Há um mês, o público brasileiro pôde acompanhar a chegada de um novo streaming no mercado. O Tela Brasil se tornou a primeira alternativa 100% gratuita e exclusiva do nosso país, e já estreou com um catálogo amplo com mais de 500 obras disponíveis.

Não à toa, o projeto lançado pelo Ministério da Cultura estreou com força e superou 2,4 milhões de acessos logo nos primeiros três dias. Clássicos como “A Hora da Estrela“, “Deus e o Diabo na Terra do Sol” e “Carandiru” se tornaram as obras mais assistidas do Tela Brasil.

Um mês depois, a plataforma se prepara para uma expansão tecnológica. Disponível neste momento apenas no navegador, o Tela Brasil ainda ganhará aplicativos para Android e iOS, bem como sua versão para Smart TVs. Mas, afinal, por que e como o Brasil criou um novo serviço de streaming do zero?

Entenda por que o Brasil investiu em um streaming próprio

A resposta para a primeira parte da pergunta é simples. O Tela Brasil faz parte de uma série de iniciativas do Governo Federal que buscam promover a democratização do acesso à cultura no país. Anteriormente, o Ministério da Educação (MEC) já havia estreado um projeto com ideia similar, o MEC Livros, uma biblioteca digital com mais de 25 mil obras disponíveis gratuitamente.

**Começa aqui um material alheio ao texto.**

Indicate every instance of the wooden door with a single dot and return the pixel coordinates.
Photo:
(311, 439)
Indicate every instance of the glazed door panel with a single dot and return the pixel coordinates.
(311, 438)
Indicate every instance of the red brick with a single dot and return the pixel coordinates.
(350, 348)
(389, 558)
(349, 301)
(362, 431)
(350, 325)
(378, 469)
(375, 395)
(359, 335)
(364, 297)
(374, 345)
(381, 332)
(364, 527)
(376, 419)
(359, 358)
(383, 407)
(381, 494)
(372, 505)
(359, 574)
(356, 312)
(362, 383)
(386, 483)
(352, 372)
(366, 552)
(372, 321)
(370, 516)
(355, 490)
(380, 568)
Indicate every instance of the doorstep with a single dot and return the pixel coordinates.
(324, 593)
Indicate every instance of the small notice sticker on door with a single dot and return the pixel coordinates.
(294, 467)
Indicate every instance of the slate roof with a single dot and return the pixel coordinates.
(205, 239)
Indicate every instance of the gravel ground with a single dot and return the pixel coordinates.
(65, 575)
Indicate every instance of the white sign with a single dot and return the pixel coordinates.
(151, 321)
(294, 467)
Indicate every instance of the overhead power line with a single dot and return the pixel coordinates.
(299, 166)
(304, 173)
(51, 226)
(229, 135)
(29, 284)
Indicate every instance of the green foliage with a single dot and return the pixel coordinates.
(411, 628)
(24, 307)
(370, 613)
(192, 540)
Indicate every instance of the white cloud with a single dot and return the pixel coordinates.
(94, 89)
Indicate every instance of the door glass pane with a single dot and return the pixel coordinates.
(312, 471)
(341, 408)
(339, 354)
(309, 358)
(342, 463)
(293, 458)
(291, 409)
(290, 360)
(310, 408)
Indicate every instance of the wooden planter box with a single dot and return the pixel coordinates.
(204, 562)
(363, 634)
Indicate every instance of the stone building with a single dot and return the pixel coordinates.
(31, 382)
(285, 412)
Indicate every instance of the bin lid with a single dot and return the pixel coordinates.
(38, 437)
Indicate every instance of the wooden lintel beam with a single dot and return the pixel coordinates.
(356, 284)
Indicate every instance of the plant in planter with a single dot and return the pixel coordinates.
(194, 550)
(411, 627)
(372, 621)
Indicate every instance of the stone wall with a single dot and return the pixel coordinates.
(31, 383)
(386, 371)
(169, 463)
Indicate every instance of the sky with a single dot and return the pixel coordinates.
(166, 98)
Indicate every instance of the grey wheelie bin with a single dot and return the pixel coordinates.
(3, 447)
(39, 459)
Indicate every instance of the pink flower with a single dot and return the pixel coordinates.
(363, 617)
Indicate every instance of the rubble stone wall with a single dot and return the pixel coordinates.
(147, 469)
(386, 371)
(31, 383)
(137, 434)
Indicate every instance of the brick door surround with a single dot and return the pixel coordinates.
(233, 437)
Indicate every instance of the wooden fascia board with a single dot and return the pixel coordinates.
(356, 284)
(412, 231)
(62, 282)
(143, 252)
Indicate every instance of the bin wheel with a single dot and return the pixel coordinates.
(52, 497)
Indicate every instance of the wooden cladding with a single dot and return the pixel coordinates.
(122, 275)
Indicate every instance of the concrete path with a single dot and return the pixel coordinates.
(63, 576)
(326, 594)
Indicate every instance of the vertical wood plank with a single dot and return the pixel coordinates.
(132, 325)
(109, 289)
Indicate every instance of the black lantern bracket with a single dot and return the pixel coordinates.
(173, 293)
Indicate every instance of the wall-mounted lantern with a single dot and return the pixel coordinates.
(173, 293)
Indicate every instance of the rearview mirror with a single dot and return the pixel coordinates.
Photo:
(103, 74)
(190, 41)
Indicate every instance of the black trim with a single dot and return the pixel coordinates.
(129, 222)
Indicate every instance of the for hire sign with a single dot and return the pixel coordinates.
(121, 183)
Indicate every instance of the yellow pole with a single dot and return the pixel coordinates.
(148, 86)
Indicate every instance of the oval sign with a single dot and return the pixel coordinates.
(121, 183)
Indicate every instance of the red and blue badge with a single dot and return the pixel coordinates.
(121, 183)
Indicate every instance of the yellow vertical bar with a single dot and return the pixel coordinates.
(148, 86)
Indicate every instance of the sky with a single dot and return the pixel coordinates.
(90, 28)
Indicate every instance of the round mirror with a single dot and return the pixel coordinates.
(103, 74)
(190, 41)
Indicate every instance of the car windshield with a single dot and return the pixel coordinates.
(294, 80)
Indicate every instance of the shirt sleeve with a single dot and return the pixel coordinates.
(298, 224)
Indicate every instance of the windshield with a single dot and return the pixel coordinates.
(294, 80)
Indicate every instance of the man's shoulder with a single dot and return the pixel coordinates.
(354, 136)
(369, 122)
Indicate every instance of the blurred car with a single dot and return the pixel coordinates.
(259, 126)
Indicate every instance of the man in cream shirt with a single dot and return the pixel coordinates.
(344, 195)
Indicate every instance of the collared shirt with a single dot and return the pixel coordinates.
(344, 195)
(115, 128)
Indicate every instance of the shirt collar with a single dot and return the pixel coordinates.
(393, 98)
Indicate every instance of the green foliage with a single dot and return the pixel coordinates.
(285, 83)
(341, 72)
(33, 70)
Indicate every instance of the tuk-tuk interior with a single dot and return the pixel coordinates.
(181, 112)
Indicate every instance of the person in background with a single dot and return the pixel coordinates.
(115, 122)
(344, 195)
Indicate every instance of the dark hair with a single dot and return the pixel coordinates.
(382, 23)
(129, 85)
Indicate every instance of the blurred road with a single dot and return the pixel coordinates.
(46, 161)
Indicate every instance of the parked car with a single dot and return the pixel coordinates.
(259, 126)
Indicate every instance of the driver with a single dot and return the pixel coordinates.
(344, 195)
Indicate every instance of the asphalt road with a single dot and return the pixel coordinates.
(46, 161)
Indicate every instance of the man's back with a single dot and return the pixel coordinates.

Por este motivo, o Tela Brasil conta com um catálogo exclusivo de produções brasileiras. A plataforma estreou com um total de 555 títulos disponíveis. A curadoria para a seleção de obras abrangeu séries, filmes, curta-metragens, documentários e animações.

  • 267 curtas-metragens;
  • 139 longas-metragens;
  • 85 médias-metragens/telefilmes;
  • 64 séries.
filme "O Menino e o Mundo" disponível no Tela Brasil
Filme “O Menino e o Mundo”, que foi escolhido como representante do Brasil na disputa por uma nomeação ao Oscar de Melhor Animação em 2016. (Créditos: Divulgação/Filme de Papel)

O raio-X financeiro da criação do Tela Brasil

A pedido do GeekPop News, o Ministério da Cultura, por meio da Secretaria do Audiovisual, detalhou como realizou o investimento para erguer um novo serviço de streaming do zero. Ao todo, a criação do Tela Brasil custou R$ 9.153.948,13 ao Governo Federal.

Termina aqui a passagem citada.